The amount of data you need to transfer would most certainly be the same size as the file. Consider: If you could communicate a n byte file with n-1 bytes of data, that means you've got 256^(n-1) possible patterns of data you may have sent, but are selecting from a space of size 256^n. This means that one out of every 256 files won't be expressible using this method - this is often referred to as the pidegonhole principle.
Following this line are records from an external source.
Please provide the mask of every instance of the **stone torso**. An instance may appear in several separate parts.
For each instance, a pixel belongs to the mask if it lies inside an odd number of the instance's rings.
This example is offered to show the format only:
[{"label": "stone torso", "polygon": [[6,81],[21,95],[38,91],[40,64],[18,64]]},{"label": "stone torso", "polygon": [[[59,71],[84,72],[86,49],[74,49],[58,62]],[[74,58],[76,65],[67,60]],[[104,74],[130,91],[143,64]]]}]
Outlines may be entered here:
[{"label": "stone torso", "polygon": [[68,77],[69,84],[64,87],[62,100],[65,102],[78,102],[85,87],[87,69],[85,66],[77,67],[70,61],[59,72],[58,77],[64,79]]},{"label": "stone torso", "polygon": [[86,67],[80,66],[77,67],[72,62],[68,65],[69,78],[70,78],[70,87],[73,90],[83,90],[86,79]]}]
Now, even if that wasn't a problem, there's no guarentee that you won't have a collision after any given amount of checksumming. Checksum algorithms are designed to avoid collisions, but for most checksum/hash algorithms there's no strong proof that after X hashes you can guarantee no collisions in a N-byte space.
Finally, hash algorithms, at least, are designed to be hard to reverse, so even if it were possible it would take an impossible huge amount of CPU power to do so.
That said, for a similar approach, you might be interested in reading about Forward Error Correction codes - they're not at all hash algorithms, but I think you may find them interesting.
What you have here is a problem of information. A checksum is not necessarily unique to a particular set of data, in fact to be so it would effectively need to have a many bits of information as the source. What it can indicate is that the data received is not the exact data that the checksum was generated from but in most cases it can't prove it.
In short "no".
To take a hypothetical example, consider a 24 bpp photo with 6 pixels -- there are 2^(24 * 6) (2^144) possible combinations of intensities for each colour channel on those six pixels, so you can gaurantee that if you were to evaluate every possibility, you are guaranteed an MD5 collision (as MD5 is a 128 bit number).
Short answer: Not in any meaningfull form.
Long answer:
Let us assume an arbitrary file file.bin with a 1000-byte size. There are 2^(8*1000) different combinations that could be its actual contents. By sending e.g. a 1000-bit checksum,
you still have about 2^(7*1000) colliding alternatives.
By sending a single additional bit, you might be able cut those down by half... and you still have 2^6999 collisions. By the time you eliminate the colisions, you will have sent at least 8000 bits i.e. an amount equal or greater to the file size.
The only way for this to be theoretically possible (Note: I did not say "feasible", let alone "practical") would be if the file did not really contain random data and you could use that knowledge to prune alternatives. In that case you'd be better off using compression, ayway. Content-aware compression algorithms (e.g. FLAC for audio) use a-priori knowledge on the properties of the input data to improve the compression ratio.
I think what you are thinking of is in fact an interesting topic, but you haven't hit upon the right method. If I can try and rephrase your question, you are asking if there is a way to apply a function to some data, transmit the result of the function, and then reconstruct the original data from the terser function result. For a single MD5 checksum the answer is no, but with other functions, provided you are willingly to send several function results, it is possible. In general this area of research is called compressed sensing. Sometimes exact reconstruction is possible, but more often it is used as a lossy compression scheme for images and other visual or sound data.